MA8701 Advanced methods in statistical inference and learning
Part 3: Ensembles. L15: Stacked ensembles
Course homepage: https://wiki.math.ntnu.no/ma8701/2023v/start
Before we start
Literature
Supporting literature
Ensembles - overview
(ELS Ch 16.1)
With ensembles we want to build one prediction model which combines the strength of a collection of models.
These models may be simple base models - or more elaborate models.
We have studied bagging - where we use the bootstrap to repeatedly fit a statistical model, and then take a simple average of the predictions (or majority vote). Here the base models can be trees - or other type of models.
Random forest is a version of bagging with trees, with trees made to be different (decorrelated).
We have studied boosting, where the models are trained on sequentially different data - from residuals or gradients of loss functions - and the ensemble members cast weighted votes (downweighted by a learning rate). We have observed that there are many hyperparameters that need to be to tuned to optimize performance.
Stacked ensembles
aka super learner or generalized stacking
What is it?
The Stacked Esembles is an algorithm that combines
- multiple, (typically) diverse prediction methods (learning algorithms) called base learners (first-level) into a
- a second-level metalearner - which can be seen as a single method.
Development:
- 1992: stacking introduce for neural nets by Wolpert
- 1996: adapted to regression problems by Breiman - but only for one type of methods at once (CART with different number of terminal nodes, GLMs with subset selection, ridge regression with different ridge penalty parameters) Breiman (1996)
- 2006: proven to have asymptotic theoretical oracle property by Laan, Polley, and Hubbard (2007)
- 2015: extensions in phd thesis by Erin LeDell LeDell (2015)
Ingredients:
Training data (level-zero data) \(O_i=(X_i,Y_i)\) of \(N\) i.i.d observations.
A total of \(L\) base learning algorithms \(\Psi^l\) for \(l=1,\ldots,L\), each from some algorithmic class and each with a specific set of model parameters.
A metalearner \({\boldsymbol \Phi}\) is used to find an optimal combination of the \(L\) base learners.
Algorithm
Step 1: Produce level-one data \({\boldsymbol Z}\)
Divide the training data \({\boldsymbol X}\) randomly into \(V\) roughly-equally sized validation folds \({\boldsymbol X}_{(1)},\ldots,{\boldsymbol X}_{(V)}\). \(V\) is often 5 or 10. (The responses \({\boldsymbol Y}\) are also needed.)
For each base learner \(\Psi^l\) perform \(V\)-fold cross-validation to produce prediction.
This gives the level-one data set \({\boldsymbol Z}\) consisting prediction of all the level-zero data - that is a matrix with \(N\) rows and \(L\) columns.

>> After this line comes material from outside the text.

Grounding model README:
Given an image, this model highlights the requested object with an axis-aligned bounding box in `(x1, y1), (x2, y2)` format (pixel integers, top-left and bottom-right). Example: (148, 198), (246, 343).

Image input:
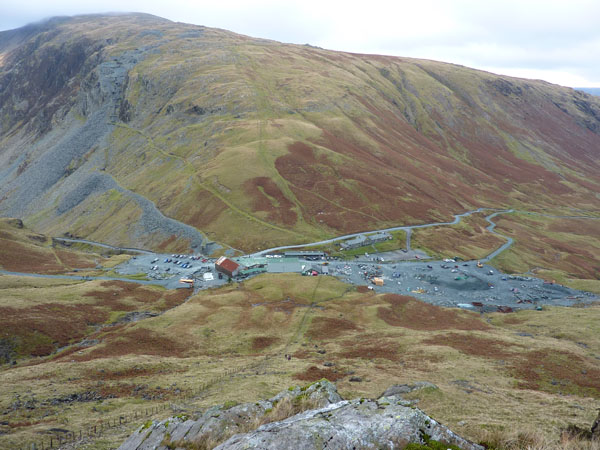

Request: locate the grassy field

What could the base learners be?
“Any” method that produces a prediction - “all” types of problems.
- linear regression
- lasso
- cart
- random forest with mtry=value 1
- random forest with mtry=value 2
- xgboost with hyperparameter set 1
- xgboost with hyperparameter set 2
- neural net with hyperparameter set 1
Step 2: Fit the metalearner
- The starting point is the level-one prediction data \({\boldsymbol Z}\) together with the responses \((Y_1,\ldots ,Y_N)\).
- The metalearner is used to estimate the weights given to each base learner: \(\hat{\eta_i}=\alpha_1 z_{1i}+ \cdots + \alpha_L z_{Li}\).
What could the metalearner be?
- the mean (bagging)
- constructed by minimizing the
- squared loss (ordinary least squares) or
- non-negative least squares (most popular)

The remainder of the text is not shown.